He nodded his head approvingly.
“You are quite right to go,” he said, “and they are gentlemen, as I admit. If war is like a good dinner and our gentlemen dine sometimes—that doesn’t concern you. Strasburg will suffer, but you have English friends—ah, your friends are English, Madame?”
She smiled.
“And if they are not?”
“In that case we must make the most of a bad job,” he said bluntly.
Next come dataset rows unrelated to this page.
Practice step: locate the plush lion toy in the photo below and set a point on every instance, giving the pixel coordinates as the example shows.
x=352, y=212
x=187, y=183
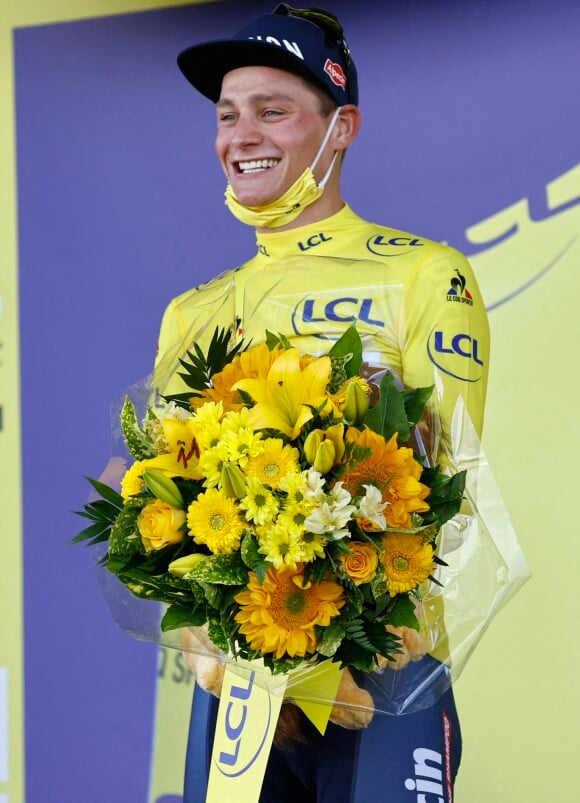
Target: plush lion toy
x=354, y=706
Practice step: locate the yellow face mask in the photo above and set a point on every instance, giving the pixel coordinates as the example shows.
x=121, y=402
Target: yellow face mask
x=303, y=192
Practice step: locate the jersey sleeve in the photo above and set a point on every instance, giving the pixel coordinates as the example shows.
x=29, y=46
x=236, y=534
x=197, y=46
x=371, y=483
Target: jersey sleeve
x=446, y=334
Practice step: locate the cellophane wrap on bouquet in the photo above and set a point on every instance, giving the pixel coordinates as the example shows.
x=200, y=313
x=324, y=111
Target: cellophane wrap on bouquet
x=293, y=516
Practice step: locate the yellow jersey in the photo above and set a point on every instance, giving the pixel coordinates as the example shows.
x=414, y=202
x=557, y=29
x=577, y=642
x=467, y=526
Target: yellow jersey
x=415, y=302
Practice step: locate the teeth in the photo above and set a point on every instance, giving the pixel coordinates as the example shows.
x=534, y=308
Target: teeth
x=257, y=164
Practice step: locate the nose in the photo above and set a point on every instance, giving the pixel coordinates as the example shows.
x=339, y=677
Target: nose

She looked up at him quickly to read a face hardened in a gravity very foreign to it. But he did not speak, and they had left the high-road now and were in the heart of the forest of Hagenau. In and out, by woodland paths, through avenues of chestnuts, past little churches which spoke of God’s peace and of all the primitive forest life, the cross-road carried them. All the hubbub and turmoil of the great highway was hushed here. Impossible to believe, as the wind stirred the trees to a murmur of song and the glades opened their golden hearts to the wayfarer, that the things of yesterday had been truths. War was an hallucination of their sleep. There had been no battle. Such contrasts were beyond the possibilities.
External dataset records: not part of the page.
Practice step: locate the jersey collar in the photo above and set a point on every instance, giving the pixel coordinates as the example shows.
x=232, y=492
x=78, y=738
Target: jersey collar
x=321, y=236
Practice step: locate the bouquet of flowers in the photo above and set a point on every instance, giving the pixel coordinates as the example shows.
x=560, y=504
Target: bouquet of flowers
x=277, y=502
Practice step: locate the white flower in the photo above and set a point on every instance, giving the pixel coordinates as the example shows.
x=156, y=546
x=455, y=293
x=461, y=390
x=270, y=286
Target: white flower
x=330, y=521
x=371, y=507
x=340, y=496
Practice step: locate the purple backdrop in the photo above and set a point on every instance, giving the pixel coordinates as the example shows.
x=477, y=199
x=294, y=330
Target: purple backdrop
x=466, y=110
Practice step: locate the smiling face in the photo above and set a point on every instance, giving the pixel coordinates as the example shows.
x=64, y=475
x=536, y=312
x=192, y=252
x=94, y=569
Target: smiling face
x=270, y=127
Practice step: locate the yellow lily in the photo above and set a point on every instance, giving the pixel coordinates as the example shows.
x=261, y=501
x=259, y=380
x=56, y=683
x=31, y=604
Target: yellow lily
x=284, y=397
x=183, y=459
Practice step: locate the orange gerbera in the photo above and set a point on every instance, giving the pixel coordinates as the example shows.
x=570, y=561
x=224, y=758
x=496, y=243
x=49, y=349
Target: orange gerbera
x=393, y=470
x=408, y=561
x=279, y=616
“Who could realise that we were at Wörth this morning?” she exclaimed, as a turn of the road opened to their view scenes of a remoter and even more sylvan beauty. “Is there anyone in these woods who would understand that a great army is all around us, and that those poor fellows lie dying in the vineyards? I don’t believe, I cannot believe—”
Richard Watts smoked on doggedly, but presently he pulled up the pony suddenly.
“Look there, young lady,” he said, as he jerked his whip in the direction of a great tree; “there is something to help your incredulity.”
Her eyes turned toward the place, and she shuddered at that which the glade had hidden from her.